Getting `.columns` of LazyFrame created by `scan_parquet` is slow and uses a lot of memory

Checks

[X] I have checked that this issue has not already been reported.
[X] I have confirmed this bug exists on the latest version of Polars.

Reproducible example

Unfortunately, the data cannot be shared. However, the file is fairly large at 3,604,869 rows and 3,508 columns consisting of a mix of Int64 and String columns. When trying to view the columns of the LazyFrame like below

pl.scan_parquet(file).columns

I get:

CPU times: user 13.5 s, sys: 5.62 s, total: 19.1 s
Wall time: 19.2 s

Peak memory usage: ~14GB
Final memory usage: ~1GB

Log output

No response

Issue description

Curiously, on another similarly-sized parquet file which is 3,759,545 rows and 3,002 columns, I get

CPU times: user 49.3 ms, sys: 28.8 ms, total: 78.1 ms
Wall time: 81.1 ms

and negligible (maybe 100-200mb) memory usage, which is more along the lines of what I was expecting.

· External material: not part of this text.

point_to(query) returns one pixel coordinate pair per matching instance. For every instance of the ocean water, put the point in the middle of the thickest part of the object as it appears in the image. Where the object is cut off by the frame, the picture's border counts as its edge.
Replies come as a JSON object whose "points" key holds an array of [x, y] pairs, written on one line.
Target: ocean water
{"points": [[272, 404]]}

As far as I know, the parquet file with poor performance was written out using sink_parquet with default options, so I don't think there is any difference in compression ratio or algorithm to the "normal" parquet file.

I also decided to compare getting the first 500 rows with DuckDB, since I am not sure if getting the columns is a 1:1 operation (I believe DuckDB reads the parquet metadata; I am not entirely sure if Polars does this).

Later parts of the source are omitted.